Mysql DATE and DATETIME columns in Retool queries

Hi, we're running into an issue with Retool queries where mysql DATE and DATETIME columns (which are stored without timezone in mysql) are being converted to an ISO timestamp with timezone added. E.g., querying in mysql for a column of type 'date' would return:

select my_date from my_table;

+------------+
| my_date    |
+------------+
| 2021-04-19 |
+------------+

Where, the result in retool query response for the same field, with the same date is:

image

The latter being incorrect, it should be interpreted without a timezone. The usual fashion for a date or datetime column is to have timezone data stored somewhere else, and use that for conversion (in this case, the timezone is application-specific). This is requiring us to re-cast 100% of our date fields.

Is this expected behavior, or a bug?

Hey Church! This is relatively expected- All data types are cast into their Javascript counterparts inside of Retool, which doesn't have a type for a date without time. The closest would be casting it to a string and then anywhere you want to use that data in some JS logic you would need to parse it back into a Date.

The moment.js library is included inside of Retool, and can be helpful with this. When the time/timezone is unclear, {{ moment(INPUT) }} will create a new moment date object interpreted in the local timezone of the user, and {{ moment.utc(INPUT) }} will interpret it as being in UTC time as the source



Hi there Alex,

Yes, we've been using moment() pretty heavily, but it's pretty challenging as we have to do it for every date column, everywhere it's used (which is a lot).

I understand the issue with Javascript dates. Is there any way we could, for example, in the resources specify the session TZ to use for all queries, so that we wouldn't have to manually convert every date field?

Thanks

Not quite a global setting, but are you using the query transformers? That would let you cast the results of each query once and then reference the transformed results inside of the UI/other queries

Yes, we are - but I'll need to go back to a lot of queries =)

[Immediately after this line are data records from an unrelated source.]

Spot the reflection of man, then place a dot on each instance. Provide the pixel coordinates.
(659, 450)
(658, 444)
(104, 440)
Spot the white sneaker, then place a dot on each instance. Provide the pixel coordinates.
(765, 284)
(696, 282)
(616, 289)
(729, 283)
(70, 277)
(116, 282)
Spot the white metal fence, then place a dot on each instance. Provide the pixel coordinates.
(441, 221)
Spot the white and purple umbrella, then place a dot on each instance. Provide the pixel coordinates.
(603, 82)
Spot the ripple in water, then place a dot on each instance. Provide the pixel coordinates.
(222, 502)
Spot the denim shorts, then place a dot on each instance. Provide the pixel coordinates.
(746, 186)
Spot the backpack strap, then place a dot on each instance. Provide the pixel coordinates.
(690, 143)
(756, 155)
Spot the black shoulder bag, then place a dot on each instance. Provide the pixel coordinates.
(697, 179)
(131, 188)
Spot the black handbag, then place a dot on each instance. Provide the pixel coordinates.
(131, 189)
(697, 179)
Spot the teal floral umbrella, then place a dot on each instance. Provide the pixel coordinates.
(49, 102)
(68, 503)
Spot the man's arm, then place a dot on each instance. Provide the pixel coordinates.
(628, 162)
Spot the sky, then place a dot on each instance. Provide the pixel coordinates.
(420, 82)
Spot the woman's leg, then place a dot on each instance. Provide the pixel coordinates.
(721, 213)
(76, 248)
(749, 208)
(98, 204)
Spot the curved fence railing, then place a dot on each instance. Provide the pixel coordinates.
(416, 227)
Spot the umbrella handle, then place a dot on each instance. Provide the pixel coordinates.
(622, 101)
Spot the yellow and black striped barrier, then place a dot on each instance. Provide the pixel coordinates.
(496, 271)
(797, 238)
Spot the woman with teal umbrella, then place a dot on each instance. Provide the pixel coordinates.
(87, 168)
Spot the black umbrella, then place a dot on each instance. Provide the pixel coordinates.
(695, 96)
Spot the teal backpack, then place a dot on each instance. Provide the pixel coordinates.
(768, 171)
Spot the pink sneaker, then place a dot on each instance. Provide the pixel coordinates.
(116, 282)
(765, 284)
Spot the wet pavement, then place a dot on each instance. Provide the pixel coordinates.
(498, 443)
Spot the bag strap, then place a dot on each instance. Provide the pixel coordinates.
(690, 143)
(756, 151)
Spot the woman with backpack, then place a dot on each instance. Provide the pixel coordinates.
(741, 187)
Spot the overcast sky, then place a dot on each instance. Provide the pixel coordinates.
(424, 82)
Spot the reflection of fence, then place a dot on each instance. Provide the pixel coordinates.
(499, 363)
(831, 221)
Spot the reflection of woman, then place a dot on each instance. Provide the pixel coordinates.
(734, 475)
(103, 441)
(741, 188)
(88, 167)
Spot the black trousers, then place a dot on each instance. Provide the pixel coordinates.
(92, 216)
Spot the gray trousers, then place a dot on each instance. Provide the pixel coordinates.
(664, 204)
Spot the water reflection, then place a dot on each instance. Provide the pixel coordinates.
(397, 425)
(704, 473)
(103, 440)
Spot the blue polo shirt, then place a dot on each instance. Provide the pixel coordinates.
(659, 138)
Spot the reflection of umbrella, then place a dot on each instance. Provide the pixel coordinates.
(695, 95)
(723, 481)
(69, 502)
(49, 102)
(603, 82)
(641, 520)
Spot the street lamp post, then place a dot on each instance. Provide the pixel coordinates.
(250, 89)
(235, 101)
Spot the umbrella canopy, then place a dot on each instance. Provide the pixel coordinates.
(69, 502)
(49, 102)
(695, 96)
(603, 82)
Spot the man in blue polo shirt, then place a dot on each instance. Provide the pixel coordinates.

There is also a setting in the resource setup for controlling whether to automatically cast MySQL date types into JS Date objects. Disabling that might get closer to what you are looking for, but keep in mind when you change it it will impact the existing logic and downstream will probably involve different work getting those non Dates to work as expected



Ohh, actually, that works quite nicely.

FWIW, the moment(timestamp) doesn't work, because it's already getting the 'Z' date code before we get to that point, the fix was to replace 'Z' with '-0500' before feeding to moment (faster than using a stacked moment timezone conversion).

Turning off dates -> timestamps does exactly what we want, and doesn't seem to impact any of our logic, as moment handles the dates just fine w/o being timestamps.

Ok, so it does look like doing that has some unintended consequences. It seems like I can no longer convert any timestamps, even after loading them. All timestamps are show in UTC now, in tables, even when selecting between Date time (original timezone) and Date time (local time zone), additionally, moment() seems incapable of converting to any other time zone as well.

Any thoughts on how to resolve this?

See - for example (I'm in central time zone):

image

image

Additionally, switching between (local timezone) and (original timezone) for Date time shows the exact same date and time, with the only difference being 'UTC' added to the end of the date.

Nevermind my previous post, now I understand the setting.

It doesn't turn off conversion of date strings to javascript dates, it turns off the conversion of all date and time columns, including timestamps resulting in a loss of timezone information from the DB, and preventing any further conversion of times from that point on.

It would be nice if this feature just turned off the non-TZ'd native columns like DATE and DATETIME, while leaving TIMESTAMP alone. But, it looks like we're just going to have to consider our use-cases around due dates and such and look for a different way to solve this.